Volume sales of PCs through Western European distributors were down 2.4% in Q1 2019 compared to last year, reveals the latest report from Context.
The report shows that consumer demand remained weak throughout the first quarter. Another factor was the continuing tight supply of Intel chips.
Consumer PC sales declined by 11.3% as people continue to shift towards using smartphones for day-to-day tasks and “see little reason to buy new machines”, reported Context, which also found that Notebook sales dropped by 12.1% while those of desktops were down 7.6%.
“The general fall was exacerbated by the effects of political and economic conditions in some of countries: for instance, in the UK, where consumer confidence is low amidst Brexit-related uncertainty, consumer PC sales dropped by 17.6%,” said Marie-Christine Pygott, senior analyst at Context.
As in the past few quarters, the situation was much healthier in the commercial segment.
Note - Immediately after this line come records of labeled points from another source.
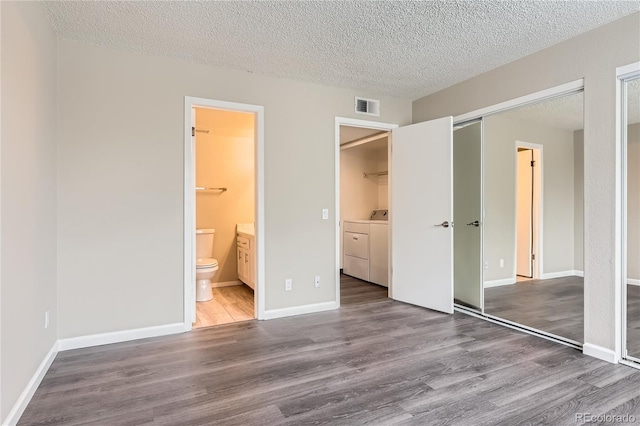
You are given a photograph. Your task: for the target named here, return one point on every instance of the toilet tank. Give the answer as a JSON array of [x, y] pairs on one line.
[[204, 242]]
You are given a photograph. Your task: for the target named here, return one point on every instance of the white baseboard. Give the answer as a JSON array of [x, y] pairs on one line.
[[226, 284], [119, 336], [599, 352], [26, 395], [562, 274], [299, 310], [498, 283]]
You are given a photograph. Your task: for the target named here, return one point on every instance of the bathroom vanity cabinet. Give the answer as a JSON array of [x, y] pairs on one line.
[[246, 256]]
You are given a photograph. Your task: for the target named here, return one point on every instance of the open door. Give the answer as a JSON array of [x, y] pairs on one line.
[[422, 214]]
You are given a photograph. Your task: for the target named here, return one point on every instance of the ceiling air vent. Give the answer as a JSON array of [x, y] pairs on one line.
[[367, 106]]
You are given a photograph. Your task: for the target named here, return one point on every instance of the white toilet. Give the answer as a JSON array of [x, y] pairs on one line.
[[206, 265]]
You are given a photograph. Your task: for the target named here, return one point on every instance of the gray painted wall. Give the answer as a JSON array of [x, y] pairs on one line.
[[578, 200], [121, 173], [593, 56], [28, 196]]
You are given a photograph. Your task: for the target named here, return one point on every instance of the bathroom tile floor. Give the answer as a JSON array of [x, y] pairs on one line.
[[229, 304]]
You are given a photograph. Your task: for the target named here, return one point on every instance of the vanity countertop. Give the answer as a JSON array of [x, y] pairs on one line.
[[246, 229], [379, 222]]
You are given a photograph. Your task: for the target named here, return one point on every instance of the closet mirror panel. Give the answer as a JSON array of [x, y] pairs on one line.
[[632, 96], [467, 214], [533, 225]]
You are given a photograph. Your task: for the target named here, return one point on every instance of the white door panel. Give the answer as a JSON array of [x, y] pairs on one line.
[[421, 197]]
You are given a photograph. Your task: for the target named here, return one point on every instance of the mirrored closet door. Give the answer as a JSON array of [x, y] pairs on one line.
[[467, 214], [631, 182], [533, 225]]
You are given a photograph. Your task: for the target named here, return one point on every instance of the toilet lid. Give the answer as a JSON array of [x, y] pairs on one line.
[[206, 262]]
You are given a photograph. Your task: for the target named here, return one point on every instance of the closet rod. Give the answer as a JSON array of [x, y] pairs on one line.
[[384, 173], [202, 188]]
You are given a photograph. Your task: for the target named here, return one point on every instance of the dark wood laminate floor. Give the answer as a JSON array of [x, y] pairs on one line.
[[555, 306], [374, 361], [633, 320]]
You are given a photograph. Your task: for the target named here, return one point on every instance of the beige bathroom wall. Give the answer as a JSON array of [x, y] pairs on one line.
[[28, 186], [633, 202], [120, 154], [593, 56], [225, 158], [500, 136]]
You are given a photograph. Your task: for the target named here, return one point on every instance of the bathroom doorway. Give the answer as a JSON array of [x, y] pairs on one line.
[[224, 265], [528, 214]]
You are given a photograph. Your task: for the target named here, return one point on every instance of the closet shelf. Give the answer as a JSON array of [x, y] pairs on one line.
[[202, 188], [383, 173]]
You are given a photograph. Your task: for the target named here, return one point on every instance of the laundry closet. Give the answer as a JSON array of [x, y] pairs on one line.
[[364, 203]]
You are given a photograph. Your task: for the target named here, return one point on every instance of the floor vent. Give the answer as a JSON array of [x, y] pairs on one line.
[[367, 106]]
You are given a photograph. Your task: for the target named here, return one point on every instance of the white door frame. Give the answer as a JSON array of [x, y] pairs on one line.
[[353, 122], [622, 74], [537, 208], [190, 203]]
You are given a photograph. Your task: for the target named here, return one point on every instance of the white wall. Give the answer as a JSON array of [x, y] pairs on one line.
[[593, 56], [578, 200], [500, 135], [120, 209], [225, 158], [28, 195]]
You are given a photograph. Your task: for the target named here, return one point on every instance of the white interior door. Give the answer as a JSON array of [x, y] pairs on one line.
[[422, 214], [524, 213]]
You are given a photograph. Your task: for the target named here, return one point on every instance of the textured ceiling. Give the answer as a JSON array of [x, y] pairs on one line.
[[406, 49]]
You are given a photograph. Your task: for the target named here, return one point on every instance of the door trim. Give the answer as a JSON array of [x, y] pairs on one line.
[[537, 209], [623, 73], [189, 205], [354, 122]]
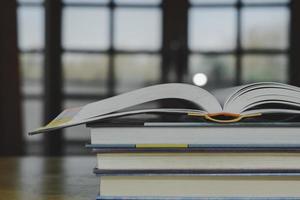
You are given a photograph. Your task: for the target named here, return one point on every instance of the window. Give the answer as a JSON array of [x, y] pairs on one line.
[[237, 42], [114, 46]]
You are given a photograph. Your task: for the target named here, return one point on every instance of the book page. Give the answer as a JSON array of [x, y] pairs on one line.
[[106, 108], [260, 94]]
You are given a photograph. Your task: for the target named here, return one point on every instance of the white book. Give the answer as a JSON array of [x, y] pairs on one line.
[[238, 102], [199, 187], [205, 161], [195, 136]]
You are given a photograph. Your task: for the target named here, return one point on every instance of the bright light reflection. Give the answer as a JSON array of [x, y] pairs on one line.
[[200, 79]]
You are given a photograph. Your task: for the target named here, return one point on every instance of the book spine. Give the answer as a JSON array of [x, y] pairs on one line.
[[197, 172], [191, 198]]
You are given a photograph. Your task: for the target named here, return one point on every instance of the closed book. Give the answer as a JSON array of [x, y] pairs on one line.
[[205, 161], [197, 136], [199, 187]]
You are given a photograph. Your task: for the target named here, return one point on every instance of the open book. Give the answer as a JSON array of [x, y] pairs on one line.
[[238, 102]]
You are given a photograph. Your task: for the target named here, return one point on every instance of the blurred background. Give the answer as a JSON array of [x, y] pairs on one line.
[[66, 53]]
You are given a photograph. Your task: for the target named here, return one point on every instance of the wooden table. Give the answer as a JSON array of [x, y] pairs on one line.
[[40, 178]]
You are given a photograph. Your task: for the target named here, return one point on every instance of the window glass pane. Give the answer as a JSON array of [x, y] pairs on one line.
[[219, 70], [264, 68], [30, 27], [264, 1], [31, 1], [32, 117], [265, 28], [136, 71], [85, 73], [213, 1], [138, 29], [212, 29], [85, 28], [154, 2], [78, 132], [31, 72], [86, 1]]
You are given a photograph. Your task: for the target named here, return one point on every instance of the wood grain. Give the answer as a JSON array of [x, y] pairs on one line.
[[39, 178]]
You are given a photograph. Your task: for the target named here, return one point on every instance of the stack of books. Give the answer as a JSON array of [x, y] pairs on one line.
[[231, 162], [239, 143]]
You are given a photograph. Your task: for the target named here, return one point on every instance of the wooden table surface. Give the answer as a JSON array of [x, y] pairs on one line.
[[40, 178]]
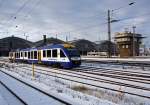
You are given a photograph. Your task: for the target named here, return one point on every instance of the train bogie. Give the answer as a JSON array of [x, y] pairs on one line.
[[53, 55]]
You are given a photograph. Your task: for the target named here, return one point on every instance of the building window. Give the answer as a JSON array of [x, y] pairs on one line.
[[29, 54], [48, 53], [21, 54], [44, 53], [54, 53], [35, 54], [62, 54]]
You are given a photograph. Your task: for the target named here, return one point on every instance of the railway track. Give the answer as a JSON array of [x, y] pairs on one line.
[[52, 99], [97, 72], [16, 98], [89, 78]]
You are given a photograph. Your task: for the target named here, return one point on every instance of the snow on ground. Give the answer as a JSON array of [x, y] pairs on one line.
[[63, 88], [2, 100], [116, 59], [60, 90]]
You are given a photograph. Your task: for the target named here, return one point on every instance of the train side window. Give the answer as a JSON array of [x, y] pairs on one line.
[[54, 53], [25, 54], [21, 54], [15, 55], [35, 54], [62, 54], [29, 54], [48, 53], [44, 53]]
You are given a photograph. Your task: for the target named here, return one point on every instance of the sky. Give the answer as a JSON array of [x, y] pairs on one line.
[[74, 19]]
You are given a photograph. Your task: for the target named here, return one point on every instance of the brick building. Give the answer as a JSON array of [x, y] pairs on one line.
[[126, 46]]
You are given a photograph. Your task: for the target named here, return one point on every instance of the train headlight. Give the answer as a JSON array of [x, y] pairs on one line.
[[75, 58]]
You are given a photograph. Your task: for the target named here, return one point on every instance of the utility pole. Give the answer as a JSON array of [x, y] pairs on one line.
[[56, 36], [66, 38], [134, 48], [26, 36], [109, 35]]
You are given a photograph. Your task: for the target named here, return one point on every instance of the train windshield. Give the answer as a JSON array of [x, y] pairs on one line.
[[73, 53]]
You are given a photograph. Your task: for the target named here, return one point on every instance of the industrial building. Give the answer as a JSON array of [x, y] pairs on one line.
[[128, 43]]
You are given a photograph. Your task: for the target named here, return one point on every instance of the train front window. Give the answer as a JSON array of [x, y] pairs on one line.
[[35, 54], [44, 53], [48, 53], [54, 53], [73, 53], [62, 54]]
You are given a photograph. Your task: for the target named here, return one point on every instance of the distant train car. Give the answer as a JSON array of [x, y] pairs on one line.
[[58, 55]]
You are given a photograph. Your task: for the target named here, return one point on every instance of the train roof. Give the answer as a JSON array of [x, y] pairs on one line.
[[48, 46], [57, 46]]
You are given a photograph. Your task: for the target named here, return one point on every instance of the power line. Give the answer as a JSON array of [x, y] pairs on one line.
[[31, 10], [14, 16]]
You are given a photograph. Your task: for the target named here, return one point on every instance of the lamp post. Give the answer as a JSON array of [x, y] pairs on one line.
[[109, 27], [133, 45]]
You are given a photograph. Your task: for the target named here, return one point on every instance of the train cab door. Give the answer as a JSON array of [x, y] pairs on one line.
[[39, 56]]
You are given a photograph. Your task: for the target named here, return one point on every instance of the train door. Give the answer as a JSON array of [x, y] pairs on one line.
[[39, 56]]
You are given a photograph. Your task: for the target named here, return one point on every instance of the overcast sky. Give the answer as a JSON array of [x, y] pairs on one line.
[[76, 19]]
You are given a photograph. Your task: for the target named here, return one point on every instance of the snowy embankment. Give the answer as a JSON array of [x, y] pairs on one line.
[[56, 88], [62, 87], [116, 59]]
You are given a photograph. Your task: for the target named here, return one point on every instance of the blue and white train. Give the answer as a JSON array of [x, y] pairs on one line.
[[58, 55]]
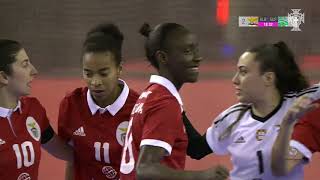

Business PC volume sales were 4.6% up on last year, driven by the end of Windows 7 support in early 2020 and the need to modernise workplaces. Sales of notebooks increased by 6.6% and desktops by 0.6%. The increase in workstation sales, which has been ongoing for quite some time now, continued with a 11.3% growth in mobile systems and a 4.9% increase in sales of stationary ones.
The tightness of Intel’s chip supply has led to greater fluctuations in distributor stock movement over the past few quarters as vendors try to steer demand to match available supply, says Context.
Some vendors have also added more AMD-based PCs to their portfolios to provide an alternative offering and, as a result, the overall share of AMD-based PCs this quarter was up to 6.7% of commercial sales and 14.7% of consumer PCs – an increase of 2.5 percentage points year-on-year in each case.